Uruguay gana al Covid-19: así es como

Sábado 26 de septiembre de 2020-08: 57 UTC

Artículo completo 0 comentarios

 Una escena normal en la capital Montevideo, personas con mascarillas. Una escena normal en la capital Montevideo, personas con mascarillas.
 A diferencia de la mayoría de los presidentes latinoamericanos, Lacalle Pou pidió en lugar de ordenar que la gente se quedara en casa para proteger a la población, la más anciana de América Latina. A diferencia de la mayoría de los presidentes latinoamericanos, Lacalle Pou pidió en lugar de ordenó que la gente se quedara en casa para proteger a la población, la más anciana de América Latina.
 Niños que asisten a la escuela y cumplen las normas sanitarias Niños que asisten a la escuela y cumplen las normas sanitarias

por Luke Taylor, The British Medical Journal – América Latina continúa sufriendo algunos de los peores peajes de Covid-19, con más de siete millones de infecciones registradas1 contabilizando para casi la mitad de todas las muertes diarias. Pero en el Cono Sur de la región hay un claro valor atípico encajado entre Brasil al este, con más de 3,5 millones de casos confirmados, y Argentina al oeste, con medio millón.
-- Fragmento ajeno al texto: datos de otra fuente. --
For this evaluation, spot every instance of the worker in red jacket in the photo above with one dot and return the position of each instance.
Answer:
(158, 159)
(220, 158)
De alguna manera, Uruguay tiene una tapa sobre la pandemia. Su población relativamente pequeña de 3,6 millones facilitó el control de la transmisión del covid-19 pero nunca garantizó su éxito: Panamá, hogar de cuatro millones en Centroamérica, ha registrado más de 100 000 casos y 2000 muertes relacionadas.

Uruguay al viernes El 24 de septiembre ha registrado 1967 infecciones y 47 muertes, a pesar de que en abril comenzaron a reabrir algunas escuelas y no hay orden obligatoria de quedarse en casa. Muchos países de América del Sur también actuaron con rapidez con cierres obligatorios más estrictos, entre ellos la vecina Argentina, pero aún vieron cómo las infecciones se dispararon.

“Uruguay sigue brindando esperanza” para la región, dice Marcos Espinal, jefe de Análisis de Salud y Enfermedades Transmisibles departamento de la Organización Panamericana de la Salud (OPS). La respuesta del país podría ofrecer varias lecciones a la región y al mundo, entre ellas, cómo realizar pruebas de manera más eficiente utilizando un sistema pionero para abordar la sífilis durante la Segunda Guerra Mundial.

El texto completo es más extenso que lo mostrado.